The report’s authors also wrestled with how to balance an individual’s right to privacy, and the military’s responsibility to ensure the safety of those they work with, noting that the “DoD policy on confidentiality is central to removing the stigma of seeking mental health treatment and building trust between medical providers and patients.”

But the authors added that a “better balance must be achieved between confidentiality and sharing information to improve care, and ensure that high-risk personnel are identified and appropriately monitored, especially where Sailors are given access to means that can kill or cause serious injury.”

The military continues to place heavy demands on the Navy as American forces in the Pacific region mount frequent training exercises across the region and patrols of the South China Sea as tensions rise between China and other countries.

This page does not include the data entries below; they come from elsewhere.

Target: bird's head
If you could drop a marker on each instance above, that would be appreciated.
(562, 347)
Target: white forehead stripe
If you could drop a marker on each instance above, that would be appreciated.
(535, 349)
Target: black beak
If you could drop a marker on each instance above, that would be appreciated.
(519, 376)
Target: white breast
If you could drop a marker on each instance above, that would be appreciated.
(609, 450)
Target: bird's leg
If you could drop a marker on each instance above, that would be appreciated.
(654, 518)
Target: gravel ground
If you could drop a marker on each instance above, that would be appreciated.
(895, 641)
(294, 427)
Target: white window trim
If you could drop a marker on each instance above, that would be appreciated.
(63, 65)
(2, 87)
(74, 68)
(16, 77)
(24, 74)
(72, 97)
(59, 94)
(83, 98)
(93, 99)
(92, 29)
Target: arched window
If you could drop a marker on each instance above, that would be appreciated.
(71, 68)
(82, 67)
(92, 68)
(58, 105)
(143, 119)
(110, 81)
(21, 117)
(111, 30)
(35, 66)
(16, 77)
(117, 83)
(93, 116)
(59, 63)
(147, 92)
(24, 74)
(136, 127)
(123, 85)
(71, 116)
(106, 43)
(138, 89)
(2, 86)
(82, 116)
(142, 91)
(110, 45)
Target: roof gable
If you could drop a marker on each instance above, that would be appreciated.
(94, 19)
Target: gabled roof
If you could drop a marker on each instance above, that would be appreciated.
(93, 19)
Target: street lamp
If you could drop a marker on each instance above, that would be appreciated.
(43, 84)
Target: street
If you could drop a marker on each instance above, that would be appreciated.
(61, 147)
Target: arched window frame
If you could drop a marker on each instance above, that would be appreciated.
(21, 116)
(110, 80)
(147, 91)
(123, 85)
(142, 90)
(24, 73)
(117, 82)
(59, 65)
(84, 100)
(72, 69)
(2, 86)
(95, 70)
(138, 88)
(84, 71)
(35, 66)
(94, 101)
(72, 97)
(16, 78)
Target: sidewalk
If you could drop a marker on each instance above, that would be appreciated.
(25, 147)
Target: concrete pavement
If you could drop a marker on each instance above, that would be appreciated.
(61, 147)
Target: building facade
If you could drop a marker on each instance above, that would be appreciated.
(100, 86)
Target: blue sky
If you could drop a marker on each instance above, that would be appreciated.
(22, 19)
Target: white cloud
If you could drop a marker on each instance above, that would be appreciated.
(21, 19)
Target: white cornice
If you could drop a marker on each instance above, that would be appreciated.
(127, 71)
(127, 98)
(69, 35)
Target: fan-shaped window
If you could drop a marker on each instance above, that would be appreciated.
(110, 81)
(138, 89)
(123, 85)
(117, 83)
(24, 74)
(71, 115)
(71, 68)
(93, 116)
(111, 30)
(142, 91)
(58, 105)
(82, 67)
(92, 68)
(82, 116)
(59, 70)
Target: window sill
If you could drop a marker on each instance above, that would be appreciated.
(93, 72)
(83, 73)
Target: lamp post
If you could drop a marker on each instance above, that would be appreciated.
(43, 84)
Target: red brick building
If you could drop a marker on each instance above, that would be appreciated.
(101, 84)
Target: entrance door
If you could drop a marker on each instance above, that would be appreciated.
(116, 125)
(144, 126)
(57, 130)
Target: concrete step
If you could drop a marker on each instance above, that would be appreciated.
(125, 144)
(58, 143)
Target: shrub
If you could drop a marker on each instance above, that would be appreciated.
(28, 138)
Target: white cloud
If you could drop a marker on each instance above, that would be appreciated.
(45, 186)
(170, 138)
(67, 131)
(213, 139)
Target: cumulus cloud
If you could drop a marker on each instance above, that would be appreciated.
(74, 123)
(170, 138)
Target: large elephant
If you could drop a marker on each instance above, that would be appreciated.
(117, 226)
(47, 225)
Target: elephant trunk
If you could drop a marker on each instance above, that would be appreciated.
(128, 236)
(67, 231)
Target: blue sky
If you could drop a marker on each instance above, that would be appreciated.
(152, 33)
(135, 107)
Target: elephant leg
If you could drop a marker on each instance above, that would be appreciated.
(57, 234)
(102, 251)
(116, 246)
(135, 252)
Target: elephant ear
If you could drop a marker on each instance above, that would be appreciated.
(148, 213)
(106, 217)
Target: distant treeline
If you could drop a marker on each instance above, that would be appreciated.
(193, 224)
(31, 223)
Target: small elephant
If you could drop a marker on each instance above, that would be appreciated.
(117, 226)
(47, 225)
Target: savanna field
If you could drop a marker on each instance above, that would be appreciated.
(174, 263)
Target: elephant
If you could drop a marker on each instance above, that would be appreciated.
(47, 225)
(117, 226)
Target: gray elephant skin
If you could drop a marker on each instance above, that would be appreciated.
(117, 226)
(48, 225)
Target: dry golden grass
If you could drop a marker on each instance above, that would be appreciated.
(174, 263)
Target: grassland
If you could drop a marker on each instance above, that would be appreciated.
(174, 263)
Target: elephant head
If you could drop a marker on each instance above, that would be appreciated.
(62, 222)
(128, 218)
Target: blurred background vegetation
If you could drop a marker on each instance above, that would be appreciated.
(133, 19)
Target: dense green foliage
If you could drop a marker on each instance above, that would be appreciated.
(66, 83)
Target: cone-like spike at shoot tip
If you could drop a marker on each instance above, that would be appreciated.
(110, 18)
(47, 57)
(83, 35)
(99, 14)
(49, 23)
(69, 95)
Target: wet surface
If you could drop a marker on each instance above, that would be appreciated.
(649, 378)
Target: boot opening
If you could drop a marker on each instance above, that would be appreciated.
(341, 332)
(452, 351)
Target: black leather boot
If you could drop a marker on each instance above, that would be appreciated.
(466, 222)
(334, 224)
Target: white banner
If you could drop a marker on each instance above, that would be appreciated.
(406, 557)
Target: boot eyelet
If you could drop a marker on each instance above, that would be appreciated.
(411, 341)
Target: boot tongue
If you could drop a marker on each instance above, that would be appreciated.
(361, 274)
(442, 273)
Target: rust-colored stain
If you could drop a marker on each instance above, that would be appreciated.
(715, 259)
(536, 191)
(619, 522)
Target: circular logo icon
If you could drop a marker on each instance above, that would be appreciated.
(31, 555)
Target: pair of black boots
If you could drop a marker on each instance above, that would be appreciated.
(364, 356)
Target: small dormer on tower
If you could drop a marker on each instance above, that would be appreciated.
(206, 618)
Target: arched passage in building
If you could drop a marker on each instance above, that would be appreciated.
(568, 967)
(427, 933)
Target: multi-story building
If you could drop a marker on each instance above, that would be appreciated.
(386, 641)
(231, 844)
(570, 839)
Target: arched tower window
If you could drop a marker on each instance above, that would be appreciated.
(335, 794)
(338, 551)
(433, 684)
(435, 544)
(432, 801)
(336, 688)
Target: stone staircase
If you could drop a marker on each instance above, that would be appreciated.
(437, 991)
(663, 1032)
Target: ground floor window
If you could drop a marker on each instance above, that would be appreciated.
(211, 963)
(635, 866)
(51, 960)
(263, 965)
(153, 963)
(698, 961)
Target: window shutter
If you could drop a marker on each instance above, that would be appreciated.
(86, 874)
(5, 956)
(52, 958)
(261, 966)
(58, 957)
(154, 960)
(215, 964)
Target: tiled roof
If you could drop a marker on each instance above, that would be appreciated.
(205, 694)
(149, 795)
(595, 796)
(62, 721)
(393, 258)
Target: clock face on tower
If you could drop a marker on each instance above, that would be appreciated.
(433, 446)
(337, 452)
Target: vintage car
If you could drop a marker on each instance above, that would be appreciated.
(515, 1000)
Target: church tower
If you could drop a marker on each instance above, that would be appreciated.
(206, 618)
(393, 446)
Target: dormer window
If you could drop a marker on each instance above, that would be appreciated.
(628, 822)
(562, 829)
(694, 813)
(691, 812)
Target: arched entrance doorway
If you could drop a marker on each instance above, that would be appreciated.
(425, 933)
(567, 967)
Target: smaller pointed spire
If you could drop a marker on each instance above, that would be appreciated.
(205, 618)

Since the coronavirus pandemic began, tensions at sea have only escalated. A recent report found that military suicides have increased as much as 20% in the COVID-19 era as the armed forces feel the strain of continuous deployments and the new restrictions the pandemic brings.

But solving these problems will be an ongoing challenge.

“The evidence does not establish with certainty why Romero chose to shoot three civilians and kill himself,” the authors of the investigation wrote. “But it does show that he had several stressors in his life in the months leading up to the shooting that, when taken together, likely led him to choose violence.”